Behold Lady Amherst’s Pheasant, Chrysolophus amherstiae, probably my favourite bird. What is important to note here is the pattern of the various coloured sections on the animal as opposed to the actual colours themselves. The striped tail, tail base section, upper chest, body, crown, and nape of the neck are clearly defined sections and easily distinguished from each other. It’s not the best photo of the animal to show off either the wonderful colours or the exact pattern and distribution of those various swatches of colour, but should give you a good idea and serve as sufficient for comparison to our second bird.
This is the Golden Pheasent Chrysolophus pictus, rather obviously a close relative both from the name but also from the actual pattern of the feathers. Again the picture is far from perfect for comparison (great photo that it is – courtesy of Roger Close again – both photos from the Beijing Zoo by the way). At least the crown, striped tail, nape, front and base of the tail should all be fairly clear and recongisable as being identical to the pattern of the Amherst, even if the colours themselves are remarkably and dramatically different.
This is interesting for a number of reasons and especially when you take into account that they are the only two species in their genus and in the wild their range does overlap (very slightly admittedly) and in captivity at least they certainly can interbreed (though I don’t know if this can go to a second generation or if they produce sterile offspring).

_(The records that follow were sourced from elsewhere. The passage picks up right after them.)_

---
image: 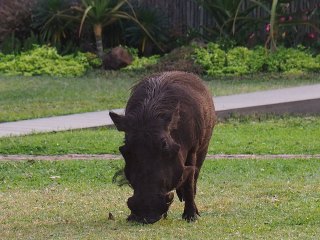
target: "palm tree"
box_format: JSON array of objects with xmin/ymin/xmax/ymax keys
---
[
  {"xmin": 71, "ymin": 0, "xmax": 127, "ymax": 58},
  {"xmin": 72, "ymin": 0, "xmax": 161, "ymax": 59},
  {"xmin": 34, "ymin": 0, "xmax": 162, "ymax": 59}
]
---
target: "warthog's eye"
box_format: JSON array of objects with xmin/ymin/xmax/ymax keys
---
[
  {"xmin": 161, "ymin": 138, "xmax": 180, "ymax": 157},
  {"xmin": 161, "ymin": 138, "xmax": 169, "ymax": 152}
]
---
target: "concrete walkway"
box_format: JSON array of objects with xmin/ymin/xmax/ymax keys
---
[{"xmin": 1, "ymin": 84, "xmax": 320, "ymax": 138}]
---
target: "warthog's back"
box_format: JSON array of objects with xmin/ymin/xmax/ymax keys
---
[{"xmin": 126, "ymin": 71, "xmax": 215, "ymax": 152}]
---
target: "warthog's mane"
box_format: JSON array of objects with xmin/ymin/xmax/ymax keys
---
[{"xmin": 125, "ymin": 71, "xmax": 207, "ymax": 140}]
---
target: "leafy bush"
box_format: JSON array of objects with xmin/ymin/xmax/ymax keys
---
[
  {"xmin": 193, "ymin": 43, "xmax": 225, "ymax": 76},
  {"xmin": 121, "ymin": 46, "xmax": 159, "ymax": 71},
  {"xmin": 193, "ymin": 44, "xmax": 320, "ymax": 76},
  {"xmin": 265, "ymin": 47, "xmax": 320, "ymax": 73},
  {"xmin": 123, "ymin": 54, "xmax": 160, "ymax": 71},
  {"xmin": 247, "ymin": 46, "xmax": 267, "ymax": 73},
  {"xmin": 83, "ymin": 52, "xmax": 102, "ymax": 68},
  {"xmin": 0, "ymin": 45, "xmax": 91, "ymax": 77},
  {"xmin": 224, "ymin": 47, "xmax": 252, "ymax": 75}
]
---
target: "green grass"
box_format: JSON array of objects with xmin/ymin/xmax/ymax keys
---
[
  {"xmin": 1, "ymin": 159, "xmax": 319, "ymax": 239},
  {"xmin": 1, "ymin": 71, "xmax": 320, "ymax": 122},
  {"xmin": 0, "ymin": 71, "xmax": 138, "ymax": 123},
  {"xmin": 205, "ymin": 72, "xmax": 320, "ymax": 97},
  {"xmin": 0, "ymin": 116, "xmax": 319, "ymax": 155}
]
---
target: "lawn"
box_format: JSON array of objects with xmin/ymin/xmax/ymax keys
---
[
  {"xmin": 1, "ymin": 71, "xmax": 320, "ymax": 122},
  {"xmin": 1, "ymin": 158, "xmax": 319, "ymax": 239},
  {"xmin": 0, "ymin": 71, "xmax": 137, "ymax": 123},
  {"xmin": 1, "ymin": 71, "xmax": 320, "ymax": 239},
  {"xmin": 0, "ymin": 116, "xmax": 319, "ymax": 155}
]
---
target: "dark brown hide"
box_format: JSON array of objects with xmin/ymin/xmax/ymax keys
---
[{"xmin": 109, "ymin": 71, "xmax": 216, "ymax": 223}]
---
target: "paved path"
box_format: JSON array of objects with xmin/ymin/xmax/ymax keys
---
[
  {"xmin": 1, "ymin": 154, "xmax": 320, "ymax": 161},
  {"xmin": 0, "ymin": 108, "xmax": 124, "ymax": 138},
  {"xmin": 1, "ymin": 84, "xmax": 320, "ymax": 138},
  {"xmin": 215, "ymin": 84, "xmax": 320, "ymax": 118}
]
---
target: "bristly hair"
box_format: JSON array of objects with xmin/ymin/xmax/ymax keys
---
[{"xmin": 124, "ymin": 71, "xmax": 206, "ymax": 139}]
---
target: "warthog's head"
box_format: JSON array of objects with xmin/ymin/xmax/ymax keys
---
[{"xmin": 110, "ymin": 107, "xmax": 183, "ymax": 224}]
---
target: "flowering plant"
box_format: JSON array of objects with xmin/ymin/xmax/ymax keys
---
[{"xmin": 263, "ymin": 0, "xmax": 320, "ymax": 51}]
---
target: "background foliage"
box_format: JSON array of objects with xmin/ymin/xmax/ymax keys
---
[
  {"xmin": 193, "ymin": 43, "xmax": 320, "ymax": 76},
  {"xmin": 0, "ymin": 46, "xmax": 92, "ymax": 77},
  {"xmin": 0, "ymin": 0, "xmax": 319, "ymax": 75}
]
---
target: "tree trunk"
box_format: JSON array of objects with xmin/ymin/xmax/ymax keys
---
[
  {"xmin": 94, "ymin": 24, "xmax": 104, "ymax": 59},
  {"xmin": 269, "ymin": 0, "xmax": 278, "ymax": 52}
]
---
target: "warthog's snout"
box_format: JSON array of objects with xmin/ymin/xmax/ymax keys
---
[{"xmin": 127, "ymin": 192, "xmax": 174, "ymax": 224}]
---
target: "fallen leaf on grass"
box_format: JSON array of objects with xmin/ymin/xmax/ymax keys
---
[
  {"xmin": 49, "ymin": 176, "xmax": 61, "ymax": 179},
  {"xmin": 108, "ymin": 212, "xmax": 115, "ymax": 220}
]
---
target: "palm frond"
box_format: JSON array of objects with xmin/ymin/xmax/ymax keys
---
[{"xmin": 79, "ymin": 5, "xmax": 93, "ymax": 36}]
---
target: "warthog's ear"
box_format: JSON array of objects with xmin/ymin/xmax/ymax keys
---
[
  {"xmin": 166, "ymin": 103, "xmax": 180, "ymax": 131},
  {"xmin": 109, "ymin": 112, "xmax": 127, "ymax": 131}
]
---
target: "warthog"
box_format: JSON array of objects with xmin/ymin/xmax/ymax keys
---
[{"xmin": 110, "ymin": 71, "xmax": 216, "ymax": 223}]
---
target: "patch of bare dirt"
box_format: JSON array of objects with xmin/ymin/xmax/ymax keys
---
[
  {"xmin": 0, "ymin": 154, "xmax": 319, "ymax": 161},
  {"xmin": 149, "ymin": 45, "xmax": 204, "ymax": 74},
  {"xmin": 0, "ymin": 154, "xmax": 121, "ymax": 161}
]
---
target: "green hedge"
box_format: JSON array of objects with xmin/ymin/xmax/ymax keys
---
[
  {"xmin": 193, "ymin": 43, "xmax": 320, "ymax": 76},
  {"xmin": 2, "ymin": 44, "xmax": 319, "ymax": 77},
  {"xmin": 0, "ymin": 46, "xmax": 100, "ymax": 77}
]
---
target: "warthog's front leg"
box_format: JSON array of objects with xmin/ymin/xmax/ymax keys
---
[{"xmin": 176, "ymin": 166, "xmax": 200, "ymax": 222}]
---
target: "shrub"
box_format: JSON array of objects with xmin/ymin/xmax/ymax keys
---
[
  {"xmin": 193, "ymin": 43, "xmax": 225, "ymax": 76},
  {"xmin": 266, "ymin": 47, "xmax": 320, "ymax": 73},
  {"xmin": 247, "ymin": 46, "xmax": 267, "ymax": 73},
  {"xmin": 83, "ymin": 52, "xmax": 102, "ymax": 68},
  {"xmin": 193, "ymin": 43, "xmax": 320, "ymax": 76},
  {"xmin": 0, "ymin": 45, "xmax": 91, "ymax": 77},
  {"xmin": 123, "ymin": 53, "xmax": 160, "ymax": 71},
  {"xmin": 224, "ymin": 47, "xmax": 252, "ymax": 75}
]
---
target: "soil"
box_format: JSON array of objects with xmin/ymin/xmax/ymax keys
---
[
  {"xmin": 149, "ymin": 45, "xmax": 204, "ymax": 74},
  {"xmin": 1, "ymin": 154, "xmax": 319, "ymax": 161}
]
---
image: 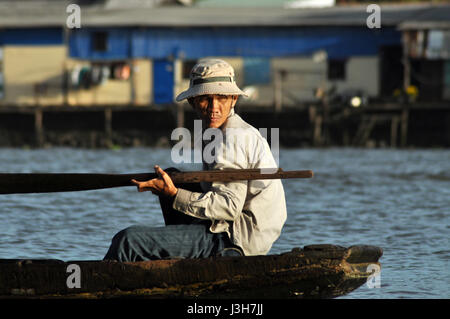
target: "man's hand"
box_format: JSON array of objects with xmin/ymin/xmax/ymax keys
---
[{"xmin": 131, "ymin": 165, "xmax": 178, "ymax": 197}]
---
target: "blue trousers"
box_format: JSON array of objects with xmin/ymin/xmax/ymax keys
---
[{"xmin": 104, "ymin": 176, "xmax": 242, "ymax": 262}]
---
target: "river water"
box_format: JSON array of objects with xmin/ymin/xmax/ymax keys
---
[{"xmin": 0, "ymin": 147, "xmax": 448, "ymax": 299}]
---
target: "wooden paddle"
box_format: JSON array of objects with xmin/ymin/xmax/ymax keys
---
[{"xmin": 0, "ymin": 169, "xmax": 313, "ymax": 194}]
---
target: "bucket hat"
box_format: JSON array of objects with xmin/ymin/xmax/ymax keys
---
[{"xmin": 176, "ymin": 59, "xmax": 248, "ymax": 102}]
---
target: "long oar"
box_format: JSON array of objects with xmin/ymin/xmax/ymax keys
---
[{"xmin": 0, "ymin": 169, "xmax": 313, "ymax": 194}]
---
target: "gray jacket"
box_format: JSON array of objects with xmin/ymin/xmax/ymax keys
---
[{"xmin": 173, "ymin": 110, "xmax": 287, "ymax": 256}]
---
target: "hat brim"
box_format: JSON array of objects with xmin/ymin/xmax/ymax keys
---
[{"xmin": 176, "ymin": 82, "xmax": 248, "ymax": 102}]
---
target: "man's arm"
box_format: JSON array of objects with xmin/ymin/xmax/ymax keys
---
[
  {"xmin": 171, "ymin": 134, "xmax": 260, "ymax": 222},
  {"xmin": 173, "ymin": 178, "xmax": 247, "ymax": 221},
  {"xmin": 132, "ymin": 131, "xmax": 274, "ymax": 222},
  {"xmin": 131, "ymin": 163, "xmax": 247, "ymax": 221}
]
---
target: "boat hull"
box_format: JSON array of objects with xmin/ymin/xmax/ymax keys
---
[{"xmin": 0, "ymin": 244, "xmax": 382, "ymax": 299}]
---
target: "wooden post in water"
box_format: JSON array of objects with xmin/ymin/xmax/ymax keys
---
[
  {"xmin": 400, "ymin": 107, "xmax": 409, "ymax": 147},
  {"xmin": 33, "ymin": 82, "xmax": 45, "ymax": 147},
  {"xmin": 34, "ymin": 107, "xmax": 44, "ymax": 148},
  {"xmin": 390, "ymin": 115, "xmax": 399, "ymax": 148},
  {"xmin": 322, "ymin": 94, "xmax": 330, "ymax": 146},
  {"xmin": 104, "ymin": 107, "xmax": 113, "ymax": 148},
  {"xmin": 274, "ymin": 70, "xmax": 283, "ymax": 113},
  {"xmin": 401, "ymin": 31, "xmax": 411, "ymax": 148},
  {"xmin": 176, "ymin": 103, "xmax": 184, "ymax": 128},
  {"xmin": 314, "ymin": 115, "xmax": 323, "ymax": 147},
  {"xmin": 342, "ymin": 108, "xmax": 351, "ymax": 146},
  {"xmin": 309, "ymin": 105, "xmax": 323, "ymax": 147}
]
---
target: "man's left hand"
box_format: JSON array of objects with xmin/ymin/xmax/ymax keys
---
[{"xmin": 131, "ymin": 165, "xmax": 178, "ymax": 197}]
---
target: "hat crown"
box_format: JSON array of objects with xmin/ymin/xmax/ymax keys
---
[
  {"xmin": 175, "ymin": 58, "xmax": 247, "ymax": 102},
  {"xmin": 191, "ymin": 59, "xmax": 234, "ymax": 80}
]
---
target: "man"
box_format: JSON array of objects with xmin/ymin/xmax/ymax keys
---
[{"xmin": 104, "ymin": 59, "xmax": 287, "ymax": 261}]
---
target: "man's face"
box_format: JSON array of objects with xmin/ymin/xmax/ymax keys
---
[{"xmin": 192, "ymin": 94, "xmax": 237, "ymax": 129}]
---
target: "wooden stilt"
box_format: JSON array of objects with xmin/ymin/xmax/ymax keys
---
[
  {"xmin": 309, "ymin": 105, "xmax": 316, "ymax": 145},
  {"xmin": 322, "ymin": 101, "xmax": 330, "ymax": 146},
  {"xmin": 34, "ymin": 107, "xmax": 44, "ymax": 148},
  {"xmin": 313, "ymin": 115, "xmax": 323, "ymax": 146},
  {"xmin": 390, "ymin": 115, "xmax": 399, "ymax": 148},
  {"xmin": 353, "ymin": 115, "xmax": 377, "ymax": 147},
  {"xmin": 176, "ymin": 103, "xmax": 184, "ymax": 128},
  {"xmin": 274, "ymin": 70, "xmax": 283, "ymax": 113},
  {"xmin": 401, "ymin": 107, "xmax": 409, "ymax": 147},
  {"xmin": 104, "ymin": 107, "xmax": 113, "ymax": 148},
  {"xmin": 342, "ymin": 108, "xmax": 350, "ymax": 146}
]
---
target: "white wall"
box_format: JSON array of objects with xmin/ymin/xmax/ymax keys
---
[
  {"xmin": 241, "ymin": 55, "xmax": 379, "ymax": 107},
  {"xmin": 329, "ymin": 56, "xmax": 379, "ymax": 97}
]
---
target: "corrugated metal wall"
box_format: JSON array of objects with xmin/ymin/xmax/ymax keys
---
[
  {"xmin": 69, "ymin": 28, "xmax": 131, "ymax": 60},
  {"xmin": 0, "ymin": 28, "xmax": 63, "ymax": 45},
  {"xmin": 69, "ymin": 26, "xmax": 401, "ymax": 60}
]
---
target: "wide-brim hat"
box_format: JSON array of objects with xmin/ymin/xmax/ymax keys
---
[{"xmin": 176, "ymin": 58, "xmax": 248, "ymax": 102}]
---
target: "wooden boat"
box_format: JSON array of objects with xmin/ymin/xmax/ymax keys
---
[{"xmin": 0, "ymin": 244, "xmax": 382, "ymax": 299}]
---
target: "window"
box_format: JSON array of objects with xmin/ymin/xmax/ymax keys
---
[
  {"xmin": 327, "ymin": 59, "xmax": 347, "ymax": 80},
  {"xmin": 92, "ymin": 32, "xmax": 108, "ymax": 52}
]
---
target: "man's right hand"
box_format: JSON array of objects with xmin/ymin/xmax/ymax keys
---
[{"xmin": 131, "ymin": 165, "xmax": 178, "ymax": 197}]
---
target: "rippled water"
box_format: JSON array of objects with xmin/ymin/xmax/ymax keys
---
[{"xmin": 0, "ymin": 147, "xmax": 449, "ymax": 299}]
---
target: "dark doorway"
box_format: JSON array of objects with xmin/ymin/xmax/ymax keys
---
[
  {"xmin": 410, "ymin": 59, "xmax": 444, "ymax": 102},
  {"xmin": 379, "ymin": 45, "xmax": 404, "ymax": 99}
]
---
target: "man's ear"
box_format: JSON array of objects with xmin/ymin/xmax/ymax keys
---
[{"xmin": 231, "ymin": 95, "xmax": 238, "ymax": 108}]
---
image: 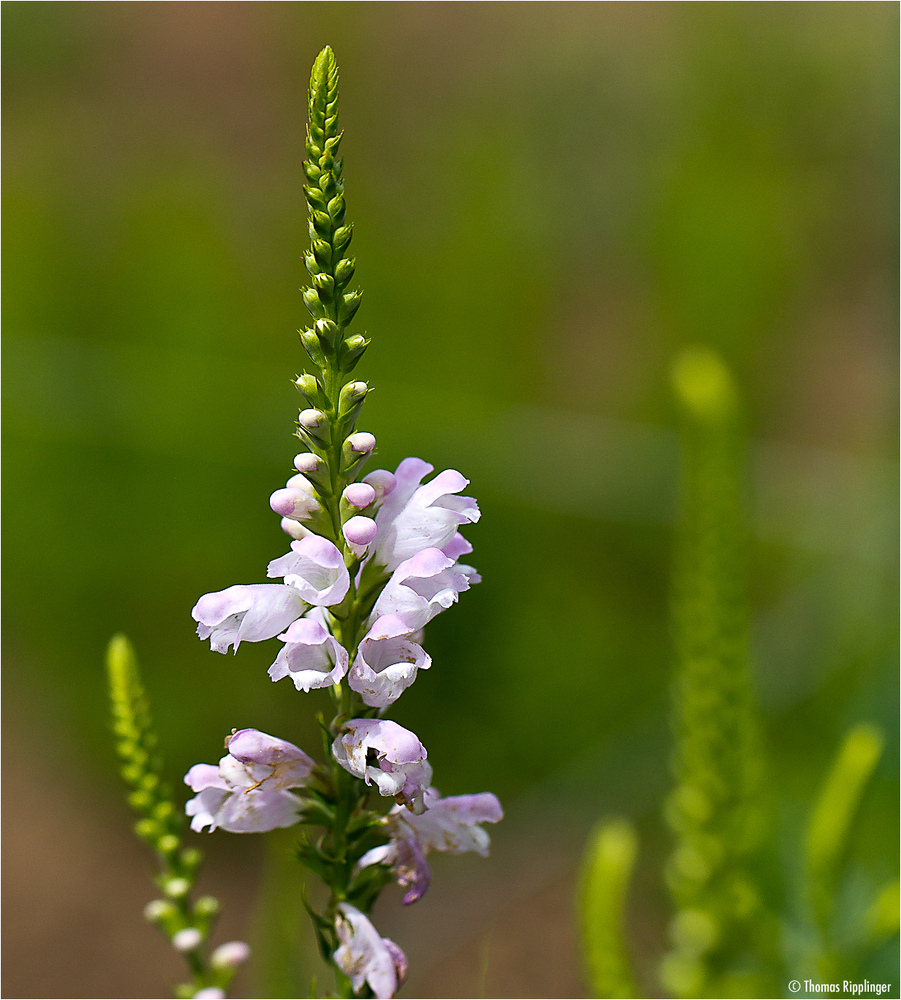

Now I really don’t know much about them as living animals or their evolutionary history (and indeed while I have not looked into it, given our average knowledge of most living taxa, my guess is that no one knows that much) but these are pretty much by definition very closely animals that split from some common ancestor not too long ago. Nevertheless despite their similar habits and habitats and similar gross anatomy, somewhere along the line one (or possibly both) underwent a massive shift in colour, while still retaining the underlying pattern on which those colours are laid out.
Two quick things then (in brief, after all that build up):
1. Palaeoartists: I’d love to see something like this done more often. Living species at least on some occasions can be well separated by ‘superficial’ differences like colour and pattern (and indeed, taxonomists take note too!).
2. Some species don’t *care* what criterion use use to distinguish them (which characteristics or species concepts) some can and do interbreed even when you think they are quite different and others keep their reproductives lives well separated even when they look the same to us. Furthermore, although obviously there may well be a history of geographic separation, the fact that these animals can and do interbreed and overlap in the wild suggest that these species have separated and produced two different species despite these issues. I wouldn’t want to use it as a concrete example without knowing more about them, but I would argue that it is highly suggestive that ‘mere’ colour differences and perhaps mating preferences can produce dramatically different looks in animals that are otherwise morphologically near identical.